To many, she is first an image: the halo of natural hair, the steady gaze, the raised fist, the face that came to represent resistance in the late twentieth century. To others, she is a headline: radical, revolutionary, controversial, communist, fugitive, professor, icon.

But symbols can flatten a person. Headlines can erase tenderness. And Angela Davis has always been more than what the public projected onto her. She is a daughter of Birmingham. A scholar shaped by books. A woman formed by discipline and study. A thinker who insists freedom is not an abstract dream but a daily practice. A person who chose courage repeatedly—often at tremendous cost. To know Angela Davis only as a symbol is to miss the woman who made herself, page by page, principle by principle.

A Childhood in Birmingham

Angela Yvonne Davis was born in Birmingham in 1944, in a city that would become one of the defining battlegrounds of the Civil Rights Movement. She grew up in a neighborhood so targeted by racist violence it became known as “Dynamite Hill,” where Black families who moved into previously white areas were met with bombings and terror. Courage, then, was not theoretical in her childhood home. It was atmospheric.

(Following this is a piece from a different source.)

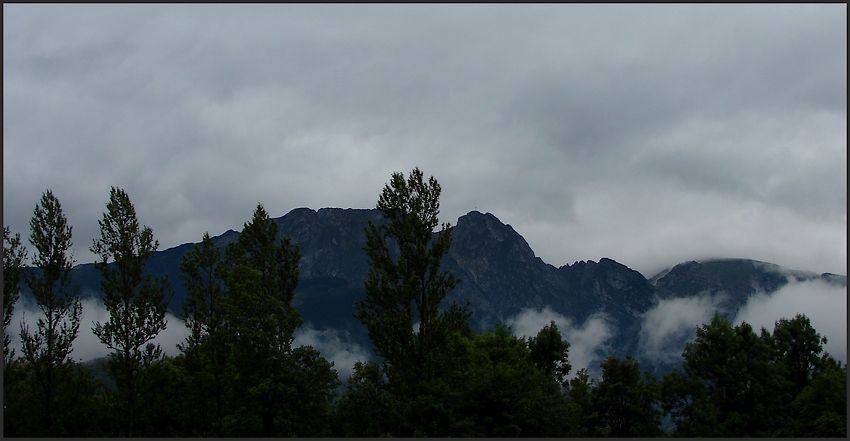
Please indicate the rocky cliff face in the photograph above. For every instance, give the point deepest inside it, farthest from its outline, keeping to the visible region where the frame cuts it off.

Her mother, Sallye Davis, was a teacher and activist involved in civil rights organizing. Her father, Frank Davis, owned a service station and valued education, self-sufficiency, and dignity. In that household, ideas mattered. So did discipline. So did refusing to accept humiliation as normal. Long before Angela Davis became famous, she was a young girl watching adults risk comfort for principle. That kind of witness changes a person.

Books as a Doorway

Angela Davis did not stumble into politics through trend or performance. She studied her way there. She read herself into consciousness. Many activists are remembered for speeches, but often their first revolution happened in silence—with a book open in their lap. For Davis, reading was foundational. Literature, history, and philosophy offered language for the contradictions she already sensed around her: democracy preached beside segregation practiced; freedom promised beside violence delivered. Even now, her life reminds us that books do not merely inform—they can reorganize a person’s sense of what is possible.

The Courage to Be Unpopular

There is a particular courage required to oppose injustice when it is fashionable. There is another kind required when doing so costs you nearly everything. Angela Davis knew the second kind. In the late 1960s and early 1970s, she became associated with movements for Black liberation, prison abolition, workers’ rights, and international solidarity. She was connected to the Black Panther Party in the broader ecosystem of Black radical politics, though she was more directly involved with the Communist Party USA and other organizing efforts.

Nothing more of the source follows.